Insomma secondo il segretario di Rifondazione,così come compito del Manifesto è quello di raccontare la realtà tramite i suoi articoli, così il compito fondamentale del suo partito è quello di partecipare alle elezioni. E siccome non proporrebbe mai al Manifesto di chiudere per qualche tempo, così non deve azzardarsi il quotidiano comunista a consigliargli di non partecipare alle elezioni. E’ evidente che un concetto del genere  era chiaro già da molto tempo, ma da qui a rivendicarlo così apertamente, il passo non è stato breve. Fa specie ascoltare certe parole, soprattutto da chi dovrebbe guidare un partito comunista. Le elezioni, strumento più o meno utile ma comunque sia sempre un mezzo, sono diventate il fine ultimo su cui orientare ogni politica pubblica del partito.

Ora, già noi nutriamo molti dubbi sul sistema elettorale in se, nonchè  sulle elezioni quali massimo strumento democratico per consentire la rappresentanza dei vari interessi e delle varie classi sociali. Ma il problema è un altro. Proprio la voglia e il bisogno di discontinuità dovrebbe spingere i dirigenti di partito a capire che non possono vivere per le elezioni. Quello che per un qualsiasi partito riformista borghese rappresenta il suo scopo, e cioè vincere le elezioni, per un partito comunista dovrebbe rappresentare uno dei tanti mezzi a disposizione per rappresentare meglio la sua classe sociale di riferimento. E non certo il suo mezzo più importante.
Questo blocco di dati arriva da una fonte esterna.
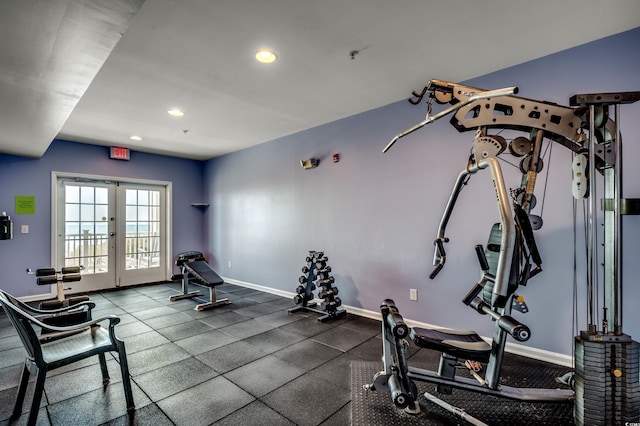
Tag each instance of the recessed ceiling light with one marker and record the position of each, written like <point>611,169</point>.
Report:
<point>176,112</point>
<point>266,56</point>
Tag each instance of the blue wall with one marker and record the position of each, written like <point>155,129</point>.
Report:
<point>375,215</point>
<point>27,176</point>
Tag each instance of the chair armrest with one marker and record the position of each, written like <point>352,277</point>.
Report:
<point>113,320</point>
<point>78,306</point>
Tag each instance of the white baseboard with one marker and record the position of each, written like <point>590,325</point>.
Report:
<point>513,348</point>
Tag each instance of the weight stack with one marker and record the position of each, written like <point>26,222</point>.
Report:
<point>606,380</point>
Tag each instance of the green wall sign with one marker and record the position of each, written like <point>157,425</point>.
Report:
<point>25,204</point>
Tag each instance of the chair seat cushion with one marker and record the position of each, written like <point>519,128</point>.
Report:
<point>461,344</point>
<point>88,342</point>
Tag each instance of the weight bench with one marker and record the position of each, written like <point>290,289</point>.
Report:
<point>195,269</point>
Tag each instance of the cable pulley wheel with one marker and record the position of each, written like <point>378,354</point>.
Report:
<point>525,164</point>
<point>536,222</point>
<point>520,146</point>
<point>532,200</point>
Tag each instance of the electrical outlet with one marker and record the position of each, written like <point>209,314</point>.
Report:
<point>413,294</point>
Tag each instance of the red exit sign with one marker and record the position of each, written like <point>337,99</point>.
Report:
<point>119,153</point>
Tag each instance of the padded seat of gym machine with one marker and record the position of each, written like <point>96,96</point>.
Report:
<point>203,273</point>
<point>458,343</point>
Proprio in una fase storica in cui la sinistra dovrebbe fermarsi e riflettere sui propri errori, non presentarsi alle elezioni darebbe veramente quel segno di serietà che spariglierebbe le carte in tavola. Sarebbe una presa di coscienza non indifferente da parte dei vari partiti, un segno che sicuramente sarebbe compreso e apprezzato dalla base. Se uno dei motivi (non l’unico, ma neanche il meno importante) della disfatta della sinistra è stata proprio l’incomunicabilità fra scelte della dirigenza e malumori e richieste della base, quale migliore occasione che ammettere questo tramite un atto forte e significativo. “Noi ripartiamo dalla base, dal basso, ascoltiamo le istanze che provengono dai nostri settori sociali di riferimento e condurremo le nostre politiche in base a quelle richieste.”  Questo dovrebbe dire un dirigente onesto e veramente voglioso di cambiare la situazione. Ripartire dal lavoro, dai territori, dalle periferie delle metropoli, e non dal solito baraccone mediatico-elettorale.

Il problema non è lo sbarramento al 4%; il problema è una sana pulizia morale e politica, che faccia ripartire la politica là dove si è fermata tanti anni fa. Questo scollamento fra momento politico e sociale non è più ricomponibile se non con forti e chiari segnali di discontinuità, che segnino un cambiamento di rotta radicale. Non presentarsi alle elezioni potrebbe essere uno di questi momenti. Un segnale evidente per dire che noi non facciamo parte di quel parlamento perché noi siamo comunisti, e se in alcune fasi storiche presentarsi alle elezioni può essere utile, oggi come oggi non lo è più. I nostri interessi  e i nostri problemi non sono rappresentabili in assemblee parlamentari in mano a due partiti espressione di un’ unica ideologia dominante neoliberista espressione di un economia in crisi che farà pagare al lavoro salariato le bolle speculative prodotte dall’economia finanziaria. Al giorno d’oggi la distanza fra società civile e politica è incolmabile. La politica risulta indifferente a qualsiasi tipo di spinta dal basso, dalle manifestazioni agli scioperi, dalle iniziative culturali alla pressione parlamentare. In questo momento bisogna ri-organizzare l’opposizione sociale nei luoghi in cui si trova, riaggregare ciò che il capitale ha completamente de-strutturato. Non si può, in questo momento, fare ciò partendo dalla rappresentanza, men che meno dalla rappresentanza parlamentare.

Quello che lascia allibiti è la sufficienza e l’arroganza con cui vengono trattate certe proposte. Invece di avviare un dibattito serio e serrato, ci si limita a liquidare il tutto con un sostanziale: fatevi gli affari vostri. Tutto questo non lascia ben sperare per il futuro dei vari partiti che si richiamano al comunismo, e soprattutto il futuro di Rifondazione. Se questo è il nuovo corso rappresentato da Ferrero, come dire…cominciamo bene.